O músico, compositor e arranjador Lula Fidalgo apresenta neste sábado, 18, em Jundiaí, São Paulo, o concerto de lançamento do projeto “Rio Abaixo, Mar Adentro”, releitura instrumental do álbum “Canções Praieiras” (1954), de Dorival Caymmi. A proposta parte da afinação “Rio Abaixo”, que imprime uma nova sonoridade à viola caipira e conduz a obra por outra perspectiva musical.

Viabilizado pela Política Nacional Aldir Blanc (PNAB), com apoio da Prefeitura de Jundiaí, o projeto propõe uma releitura que não apenas revisita, mas reinterpreta o clássico. Disponível em plataformas digitais, a obra convida o público a perceber a música brasileira por outras camadas.

O contraste que recria Caymmi

Se, na obra original de Caymmi, o mar aparece como espaço de leveza, rotina e contemplação, na leitura de Lula Fidalgo ele ganha outra densidade. Isso acontece porque o ponto de partida não é o litoral, mas o interior, mais precisamente, a sonoridade da viola caipira afinada em “Rio Abaixo”.

Conhecida por produzir um timbre mais grave e melancólico, essa afinação carrega também uma dimensão simbólica. Associada a narrativas populares, ela evoca a figura de um violeiro misterioso que teria encantado uma comunidade com uma música desconhecida, em uma história que atravessa o imaginário folclórico brasileiro.

É a partir desse elemento que o projeto constrói seu principal eixo: o contraste. De um lado, a leveza solar das canções praieiras; do outro, a profundidade quase sombria da viola caipira. Em vez de suavizar essa diferença, Fidalgo a potencializa.

O resultado é uma releitura que desloca a escuta. As nove faixas do projeto mantêm a essência das composições originais, mas ganham novas camadas emocionais, como se o mar de Caymmi fosse atravessado por correntes mais profundas, vindas de outro território simbólico.


Capa da Obra de bra de Lula Fidalgo
Capa do projeto “Rio Abaixo, Mar Adentro” de Lula Fidalgo | Foto: Divulgação/Emilia Santos

Quando som e imagem contam a mesma história

Esse deslocamento não acontece apenas na música. O projeto também incorpora uma dimensão visual que amplia a experiência do público. Cada faixa é acompanhada por uma pintura original da artista Emília Santos, criada a partir da escuta das composições.

As obras são apresentadas em vídeos no formato time-lapse, sincronizados com as músicas. À medida que a viola conduz a narrativa sonora, as imagens se constroem gradualmente, criando uma leitura paralela da obra.

A proposta reforça o caráter interpretativo do projeto. Sem letras, a música instrumental abre espaço para que som e imagem dialoguem diretamente com a imaginação do público. Em algumas faixas, esse diálogo se aproxima de paisagens mais reconhecíveis; em outras, assume contornos mais simbólicos e até surrealistas.
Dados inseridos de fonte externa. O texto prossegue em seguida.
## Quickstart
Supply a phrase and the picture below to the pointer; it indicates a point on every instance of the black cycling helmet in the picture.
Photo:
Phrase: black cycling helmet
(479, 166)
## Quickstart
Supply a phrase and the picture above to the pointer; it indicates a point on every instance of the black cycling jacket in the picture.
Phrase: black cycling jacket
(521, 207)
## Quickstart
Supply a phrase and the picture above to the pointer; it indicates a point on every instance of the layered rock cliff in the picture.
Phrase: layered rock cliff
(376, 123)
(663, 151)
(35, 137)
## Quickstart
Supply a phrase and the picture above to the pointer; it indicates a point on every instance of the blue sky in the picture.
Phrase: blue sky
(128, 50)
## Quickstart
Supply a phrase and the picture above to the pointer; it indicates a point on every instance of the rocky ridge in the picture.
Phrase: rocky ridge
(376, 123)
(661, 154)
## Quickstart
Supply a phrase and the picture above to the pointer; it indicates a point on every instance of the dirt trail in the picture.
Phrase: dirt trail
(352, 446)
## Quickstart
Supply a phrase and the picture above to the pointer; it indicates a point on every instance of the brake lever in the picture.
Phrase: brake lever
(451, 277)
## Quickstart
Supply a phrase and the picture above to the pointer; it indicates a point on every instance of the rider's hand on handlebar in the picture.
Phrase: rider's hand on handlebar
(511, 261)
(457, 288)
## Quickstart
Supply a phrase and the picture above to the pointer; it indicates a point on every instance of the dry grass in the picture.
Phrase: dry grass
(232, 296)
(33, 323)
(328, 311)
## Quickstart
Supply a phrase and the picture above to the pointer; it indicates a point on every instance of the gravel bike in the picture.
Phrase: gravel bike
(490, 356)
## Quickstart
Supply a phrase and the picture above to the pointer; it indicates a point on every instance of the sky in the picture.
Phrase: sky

A escolha também estabelece uma conexão direta com Dorival Caymmi, que além de compositor, atuava como artista visual e foi responsável pela capa original de “Canções Praieiras”. Ao retomar essa relação entre música e imagem, o projeto amplia o alcance da releitura.

Após o concerto, o público poderá participar de um bate-papo com Lula Fidalgo e Emília Santos sobre o processo criativo. O evento, com entrada gratuita, contará ainda com acessibilidade em Libras.

Ao transformar o contraste em linguagem, entre o grave e o leve, o interior e o litoral, Lula Fidalgo propõe uma nova escuta para a obra de Dorival Caymmi, e amplia as possibilidades da música brasileira contemporânea.